Deus olhou nele com misericórdia



          Desde jovem estudante, o Papa Francisco se achou guiado pela misericórdia de Deus. Seu escudo de bispo e papa resume essa experiência de Deus misericordioso em sua vida: “Olhou-o com misericórdia e o escolheu” (miserando atque eligendo). É na casa de Mateus, cobrador de impostos e marginal social, que Jesus defende a misericórdia para com publicanos e pecadores contra o rigorismo dos fariseus: “A salvação, que Deus nos oferece, é obra da sua misericórdia” (EG 112), revelada por Jesus Cristo, que, com a sua morte e ressurreição, nos comunica a misericórdia infinita do Pai” (EG 164).


          A misericórdia não substitui a justiça, mas a ultrapassa: “Jesus vai além da lei, a sua partilha da mesa com aqueles que a lei considerava pecadores permite compreender até onde chega a sua misericórdia” (MV 20). Segundo Santo Agostinho, “é mais fácil que Deus contenha a ira do que a misericórdia” (MV 21).


          A missão dos eleitos, de Davi e Pedro, de Paulo e Agostinho não aconteceu por causa de seus méritos, mas por causa da misericórdia de Deus. O povo de Israel compreendeu a Lei como Dom do amor de Deus, não como castigo. A misericórdia é uma herança da “espiritualidade judaica do pós-exílio que atribuía um especial valor salvífico à misericórdia” (EG 193).

Pecado irreversível?


          Já nos primórdios do cristianismo surgiu a questão do pecado irreversível, que deveria ser castigado com exclusão da comunidade cristã e sem possibilidade de uma intervenção misericordiosa. No caso dos batizados, que cometeram um pecado grave, a Igreja optou pela não exclusão desses batizados impondo-lhes uma prática penitencial que permitiu uma posterior reconciliação com a comunidade.

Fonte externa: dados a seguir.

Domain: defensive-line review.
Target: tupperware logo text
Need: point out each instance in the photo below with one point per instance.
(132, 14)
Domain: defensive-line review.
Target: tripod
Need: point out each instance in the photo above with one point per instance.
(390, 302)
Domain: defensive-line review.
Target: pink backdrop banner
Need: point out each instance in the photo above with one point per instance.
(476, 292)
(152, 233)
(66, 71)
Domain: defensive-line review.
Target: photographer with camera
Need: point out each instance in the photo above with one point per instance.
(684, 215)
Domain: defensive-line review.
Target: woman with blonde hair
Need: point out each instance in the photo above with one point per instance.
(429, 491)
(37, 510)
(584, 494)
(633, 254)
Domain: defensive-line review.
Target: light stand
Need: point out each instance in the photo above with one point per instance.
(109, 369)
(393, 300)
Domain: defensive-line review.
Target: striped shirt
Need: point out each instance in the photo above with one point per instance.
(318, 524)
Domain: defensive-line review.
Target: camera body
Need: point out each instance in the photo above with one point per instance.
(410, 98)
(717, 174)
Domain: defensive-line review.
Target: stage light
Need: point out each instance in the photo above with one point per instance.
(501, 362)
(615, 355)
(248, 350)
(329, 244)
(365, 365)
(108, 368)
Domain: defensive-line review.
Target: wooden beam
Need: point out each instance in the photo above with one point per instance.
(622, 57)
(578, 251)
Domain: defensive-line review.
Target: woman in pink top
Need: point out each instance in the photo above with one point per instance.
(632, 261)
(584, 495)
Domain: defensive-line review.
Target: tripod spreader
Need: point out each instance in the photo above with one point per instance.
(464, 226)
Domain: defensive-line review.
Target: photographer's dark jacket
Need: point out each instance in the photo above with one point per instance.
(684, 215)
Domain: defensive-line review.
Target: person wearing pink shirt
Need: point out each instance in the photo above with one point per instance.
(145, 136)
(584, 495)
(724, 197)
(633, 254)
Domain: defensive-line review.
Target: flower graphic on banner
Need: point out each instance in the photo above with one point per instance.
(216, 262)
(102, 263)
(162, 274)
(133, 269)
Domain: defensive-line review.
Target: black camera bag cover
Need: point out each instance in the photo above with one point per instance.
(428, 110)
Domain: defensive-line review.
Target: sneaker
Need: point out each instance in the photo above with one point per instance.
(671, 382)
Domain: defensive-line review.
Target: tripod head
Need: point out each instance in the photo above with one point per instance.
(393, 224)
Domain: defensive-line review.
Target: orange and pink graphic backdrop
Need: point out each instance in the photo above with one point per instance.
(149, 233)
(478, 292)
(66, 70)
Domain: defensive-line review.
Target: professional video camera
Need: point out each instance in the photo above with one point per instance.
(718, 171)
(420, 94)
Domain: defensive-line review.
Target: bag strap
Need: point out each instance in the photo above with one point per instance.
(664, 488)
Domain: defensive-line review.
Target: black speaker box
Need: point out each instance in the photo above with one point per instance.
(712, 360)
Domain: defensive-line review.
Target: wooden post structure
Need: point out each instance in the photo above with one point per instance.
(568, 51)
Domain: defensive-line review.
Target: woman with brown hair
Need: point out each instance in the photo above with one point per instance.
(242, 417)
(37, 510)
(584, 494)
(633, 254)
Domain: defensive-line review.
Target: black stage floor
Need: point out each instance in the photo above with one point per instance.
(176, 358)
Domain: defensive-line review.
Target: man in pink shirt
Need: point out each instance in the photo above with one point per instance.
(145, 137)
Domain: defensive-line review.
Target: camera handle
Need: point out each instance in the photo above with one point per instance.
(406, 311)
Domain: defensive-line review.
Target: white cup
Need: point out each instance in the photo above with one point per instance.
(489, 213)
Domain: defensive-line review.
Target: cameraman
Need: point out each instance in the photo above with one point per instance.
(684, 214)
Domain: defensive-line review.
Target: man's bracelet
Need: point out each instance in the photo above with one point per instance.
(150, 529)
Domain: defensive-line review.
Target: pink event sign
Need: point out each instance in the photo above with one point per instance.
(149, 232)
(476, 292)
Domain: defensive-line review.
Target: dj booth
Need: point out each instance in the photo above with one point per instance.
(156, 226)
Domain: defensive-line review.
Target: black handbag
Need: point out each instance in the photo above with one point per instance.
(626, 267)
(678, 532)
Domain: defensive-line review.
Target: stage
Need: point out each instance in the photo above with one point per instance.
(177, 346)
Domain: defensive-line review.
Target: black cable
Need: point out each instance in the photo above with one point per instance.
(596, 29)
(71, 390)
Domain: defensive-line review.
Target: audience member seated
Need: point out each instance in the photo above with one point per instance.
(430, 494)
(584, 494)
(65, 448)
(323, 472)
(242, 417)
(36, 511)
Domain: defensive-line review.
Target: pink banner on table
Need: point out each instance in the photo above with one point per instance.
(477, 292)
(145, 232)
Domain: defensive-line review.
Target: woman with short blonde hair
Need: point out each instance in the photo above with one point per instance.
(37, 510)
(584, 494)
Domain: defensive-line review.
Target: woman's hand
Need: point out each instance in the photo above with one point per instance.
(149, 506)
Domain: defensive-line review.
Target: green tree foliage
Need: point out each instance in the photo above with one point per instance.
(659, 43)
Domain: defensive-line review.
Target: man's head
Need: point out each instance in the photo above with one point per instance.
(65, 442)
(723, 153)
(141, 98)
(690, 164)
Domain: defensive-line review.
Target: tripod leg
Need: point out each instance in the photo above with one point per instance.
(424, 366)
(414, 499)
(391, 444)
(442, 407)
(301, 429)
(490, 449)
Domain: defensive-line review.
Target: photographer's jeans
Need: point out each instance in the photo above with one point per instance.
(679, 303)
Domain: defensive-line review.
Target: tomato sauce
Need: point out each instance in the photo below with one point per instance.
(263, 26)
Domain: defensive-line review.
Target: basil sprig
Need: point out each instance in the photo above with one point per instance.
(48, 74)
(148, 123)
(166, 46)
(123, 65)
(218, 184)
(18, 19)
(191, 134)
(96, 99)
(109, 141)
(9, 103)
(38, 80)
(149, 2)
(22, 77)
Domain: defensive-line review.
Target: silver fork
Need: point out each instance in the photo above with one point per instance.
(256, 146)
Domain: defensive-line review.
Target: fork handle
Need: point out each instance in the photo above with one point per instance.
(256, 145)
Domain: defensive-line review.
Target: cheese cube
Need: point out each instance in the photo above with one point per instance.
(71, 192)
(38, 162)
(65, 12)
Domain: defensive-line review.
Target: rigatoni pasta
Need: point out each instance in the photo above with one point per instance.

Mas, até o início do Vaticano II, havia também casos de exclusão definitiva, seguindo a definição da Bula Cantate Domino, do Concilium Florentinum, de 1442. Esse concílio definiu, “que ninguém que vive fora da Igreja Católica, nem pagãos, judeus, heréticos ou cismáticos participarão da vida eterna, mas que irão para o fogo eterno `que é preparado para o diabo e seus anjos´ (Mt 25,41)”. Recentemente, nas discussões sobre a acolhida dos divorciados na comunhão eucarística, o Sínodo sobre “A Vocação e a Missão da família na Igreja e no mundo contemporâneo” (2015) revelou divergências profundas.

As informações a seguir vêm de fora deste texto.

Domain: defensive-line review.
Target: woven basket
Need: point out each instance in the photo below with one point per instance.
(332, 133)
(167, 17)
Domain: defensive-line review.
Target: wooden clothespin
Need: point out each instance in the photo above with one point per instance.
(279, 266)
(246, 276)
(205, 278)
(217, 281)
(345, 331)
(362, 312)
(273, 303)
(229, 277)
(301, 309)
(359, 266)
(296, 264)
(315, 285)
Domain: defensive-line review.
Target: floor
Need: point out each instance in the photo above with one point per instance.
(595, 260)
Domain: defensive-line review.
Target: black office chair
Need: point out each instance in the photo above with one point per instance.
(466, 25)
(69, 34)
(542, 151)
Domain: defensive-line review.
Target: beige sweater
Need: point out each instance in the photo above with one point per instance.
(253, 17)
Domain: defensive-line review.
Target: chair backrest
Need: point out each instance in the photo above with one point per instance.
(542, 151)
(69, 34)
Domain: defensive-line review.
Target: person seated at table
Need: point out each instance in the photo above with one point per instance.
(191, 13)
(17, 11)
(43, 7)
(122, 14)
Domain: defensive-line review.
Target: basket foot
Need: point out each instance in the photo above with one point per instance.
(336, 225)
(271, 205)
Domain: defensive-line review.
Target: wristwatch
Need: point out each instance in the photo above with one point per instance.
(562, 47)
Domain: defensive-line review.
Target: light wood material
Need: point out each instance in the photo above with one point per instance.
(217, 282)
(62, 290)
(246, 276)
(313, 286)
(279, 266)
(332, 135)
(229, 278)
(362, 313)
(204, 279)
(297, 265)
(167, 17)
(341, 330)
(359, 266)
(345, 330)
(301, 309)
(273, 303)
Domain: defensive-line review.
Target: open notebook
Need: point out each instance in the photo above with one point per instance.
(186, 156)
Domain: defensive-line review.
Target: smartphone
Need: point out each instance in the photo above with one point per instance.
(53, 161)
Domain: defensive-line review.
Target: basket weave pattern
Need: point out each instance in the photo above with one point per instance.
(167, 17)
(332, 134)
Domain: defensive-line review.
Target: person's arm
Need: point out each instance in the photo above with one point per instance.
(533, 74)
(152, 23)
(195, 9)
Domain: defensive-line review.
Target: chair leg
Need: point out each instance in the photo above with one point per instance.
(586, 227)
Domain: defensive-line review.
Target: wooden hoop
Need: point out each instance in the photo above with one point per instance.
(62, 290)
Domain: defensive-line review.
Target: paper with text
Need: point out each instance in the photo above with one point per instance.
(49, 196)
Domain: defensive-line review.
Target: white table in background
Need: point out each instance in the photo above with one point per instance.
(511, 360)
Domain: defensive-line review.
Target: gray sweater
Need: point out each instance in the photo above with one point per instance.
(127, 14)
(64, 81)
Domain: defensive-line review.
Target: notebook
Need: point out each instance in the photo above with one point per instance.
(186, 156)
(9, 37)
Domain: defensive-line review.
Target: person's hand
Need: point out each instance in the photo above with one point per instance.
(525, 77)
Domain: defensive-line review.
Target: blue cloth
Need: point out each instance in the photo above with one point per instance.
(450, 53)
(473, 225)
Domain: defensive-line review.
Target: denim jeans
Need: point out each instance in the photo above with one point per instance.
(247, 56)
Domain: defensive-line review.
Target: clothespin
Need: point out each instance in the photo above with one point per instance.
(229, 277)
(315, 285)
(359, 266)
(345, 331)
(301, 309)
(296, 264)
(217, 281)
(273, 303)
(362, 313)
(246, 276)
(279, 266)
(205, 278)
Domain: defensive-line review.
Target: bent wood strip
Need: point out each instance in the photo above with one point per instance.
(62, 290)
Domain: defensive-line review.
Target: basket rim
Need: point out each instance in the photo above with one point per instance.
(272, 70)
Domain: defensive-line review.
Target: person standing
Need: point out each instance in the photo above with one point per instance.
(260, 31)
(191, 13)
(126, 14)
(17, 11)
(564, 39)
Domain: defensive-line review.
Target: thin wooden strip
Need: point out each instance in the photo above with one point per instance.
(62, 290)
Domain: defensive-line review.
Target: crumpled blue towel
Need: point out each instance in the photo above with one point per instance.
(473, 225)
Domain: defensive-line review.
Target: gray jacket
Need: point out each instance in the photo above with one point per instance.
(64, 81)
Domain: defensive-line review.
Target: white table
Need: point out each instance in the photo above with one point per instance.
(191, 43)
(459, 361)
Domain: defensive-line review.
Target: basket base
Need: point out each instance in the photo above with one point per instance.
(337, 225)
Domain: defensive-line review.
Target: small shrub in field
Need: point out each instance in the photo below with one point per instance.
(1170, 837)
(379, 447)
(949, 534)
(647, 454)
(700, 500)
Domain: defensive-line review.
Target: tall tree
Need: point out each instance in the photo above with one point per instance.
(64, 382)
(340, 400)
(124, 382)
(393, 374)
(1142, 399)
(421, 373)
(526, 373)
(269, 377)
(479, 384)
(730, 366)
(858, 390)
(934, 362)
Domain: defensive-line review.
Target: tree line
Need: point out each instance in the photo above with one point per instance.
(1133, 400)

          Para estabelecer um consenso possível nessas questões, que são sobretudo de ordem cultural, o Papa Francisco propôs a realização de um Ano Santo da Misericórdia e deu para entender, que somente a sinodalidade como modus operandi e a misericórdia, como modus vivendi nos areópagos e nas periferias de hoje, seriam capazes de propulsionar a “conversão pastoral”. Conversão pastoral significa transformação missionária da Igreja e a Igreja missionária, por sua vez, é uma “Igreja em saída” (cf. EG 20-33), simbolizada pela porta aberta. Na “Porta da Misericórdia” se manifesta a onipotência de Deus (cf. EG 37). Em sua onipotência, Deus se faz pequeno como no presépio e na cruz.

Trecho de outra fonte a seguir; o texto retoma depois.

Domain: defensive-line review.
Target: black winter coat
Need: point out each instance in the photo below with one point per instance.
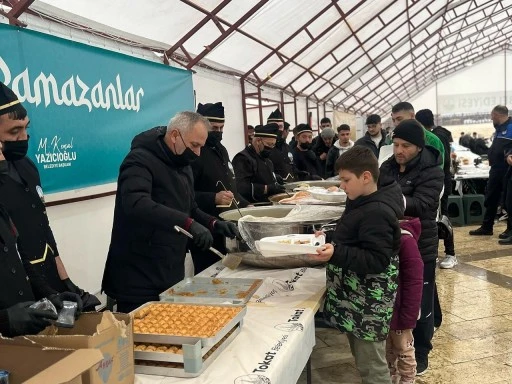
(22, 195)
(368, 233)
(214, 165)
(252, 174)
(366, 141)
(308, 165)
(146, 254)
(20, 280)
(501, 144)
(421, 183)
(282, 159)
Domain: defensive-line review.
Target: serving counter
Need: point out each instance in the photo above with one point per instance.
(278, 332)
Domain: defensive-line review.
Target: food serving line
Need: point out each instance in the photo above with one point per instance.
(271, 334)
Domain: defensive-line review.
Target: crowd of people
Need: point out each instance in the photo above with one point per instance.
(381, 257)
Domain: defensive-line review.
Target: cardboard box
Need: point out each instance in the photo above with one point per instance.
(109, 332)
(32, 363)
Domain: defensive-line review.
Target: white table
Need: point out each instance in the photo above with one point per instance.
(468, 174)
(278, 332)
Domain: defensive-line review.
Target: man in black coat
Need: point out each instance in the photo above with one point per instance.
(280, 156)
(22, 284)
(417, 170)
(22, 196)
(308, 165)
(155, 193)
(322, 147)
(375, 136)
(501, 144)
(426, 118)
(254, 171)
(212, 173)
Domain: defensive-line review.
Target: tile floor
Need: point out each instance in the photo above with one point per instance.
(474, 343)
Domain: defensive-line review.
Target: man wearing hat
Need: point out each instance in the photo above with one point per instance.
(375, 136)
(280, 156)
(22, 196)
(308, 165)
(322, 147)
(22, 284)
(254, 171)
(342, 145)
(426, 118)
(212, 173)
(417, 169)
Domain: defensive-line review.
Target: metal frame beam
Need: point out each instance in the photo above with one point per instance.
(438, 31)
(275, 51)
(224, 35)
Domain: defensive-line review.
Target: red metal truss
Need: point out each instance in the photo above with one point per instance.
(435, 65)
(487, 4)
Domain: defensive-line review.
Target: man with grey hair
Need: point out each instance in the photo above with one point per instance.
(155, 192)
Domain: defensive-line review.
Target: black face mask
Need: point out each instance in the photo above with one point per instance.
(4, 169)
(266, 152)
(214, 138)
(185, 158)
(15, 150)
(305, 146)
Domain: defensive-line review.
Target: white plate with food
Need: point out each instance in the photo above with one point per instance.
(331, 195)
(297, 244)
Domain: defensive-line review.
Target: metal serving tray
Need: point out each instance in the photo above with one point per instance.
(191, 367)
(190, 351)
(176, 340)
(212, 290)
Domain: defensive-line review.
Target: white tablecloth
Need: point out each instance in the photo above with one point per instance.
(278, 332)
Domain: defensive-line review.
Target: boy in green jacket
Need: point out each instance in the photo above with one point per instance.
(362, 261)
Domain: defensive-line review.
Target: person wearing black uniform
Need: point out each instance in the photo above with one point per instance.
(254, 171)
(280, 156)
(22, 196)
(22, 284)
(212, 172)
(307, 163)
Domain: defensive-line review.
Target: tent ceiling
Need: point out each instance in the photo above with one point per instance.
(354, 54)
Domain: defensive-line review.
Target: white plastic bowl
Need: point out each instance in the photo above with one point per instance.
(332, 197)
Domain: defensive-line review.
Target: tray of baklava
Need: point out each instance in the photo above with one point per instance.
(168, 323)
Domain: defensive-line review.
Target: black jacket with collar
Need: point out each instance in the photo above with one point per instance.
(252, 174)
(20, 280)
(308, 165)
(282, 160)
(366, 141)
(368, 233)
(212, 166)
(421, 183)
(24, 201)
(146, 254)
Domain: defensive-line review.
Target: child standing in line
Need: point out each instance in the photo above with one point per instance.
(362, 261)
(400, 342)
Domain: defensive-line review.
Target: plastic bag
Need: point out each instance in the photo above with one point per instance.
(45, 305)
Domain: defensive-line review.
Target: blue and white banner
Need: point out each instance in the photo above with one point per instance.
(86, 104)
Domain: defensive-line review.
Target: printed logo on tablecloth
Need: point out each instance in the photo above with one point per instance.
(289, 327)
(252, 379)
(287, 285)
(292, 324)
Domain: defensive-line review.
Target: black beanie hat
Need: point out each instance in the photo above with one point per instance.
(411, 131)
(9, 102)
(425, 117)
(213, 112)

 Retomar o Vaticano II e a missão


          Alguém poderia perguntar: “O que o cinquentenário do final do Concílio tem a ver com a misericórdia”? Francisco responderia, provavelmente, com as palavras de João XXIII: “Nos nossos dias, a Esposa de Cristo prefere usar mais o remédio da misericórdia que o da severidade” ou com as palavras de Paulo VI: “Desejamos notar que a religião do nosso Concílio foi, antes de mais, a caridade” (MV 4). A comunidade missionária precisa constantemente aprender de Deus o “desejo inexaurível de oferecer misericórdia”, de “tomar iniciativa sem medo”, de “procurar os afastados e chegar às encruzilhadas dos caminhos para convidar os excluídos” (EG 24).


          Ao abrir o portal do Ano da Misericórdia em nossas comunidades vamos reconhecer, novamente, a nossa identidade mais profunda como liberdade e solidariedade. A liberdade na porta aberta do centro nos impulsiona para a solidariedade na periferia. E o encontro nas periferias humanas é o início de uma aliança da misericórdia que nos faz reconstruir um mundo sem centro e sem periferia.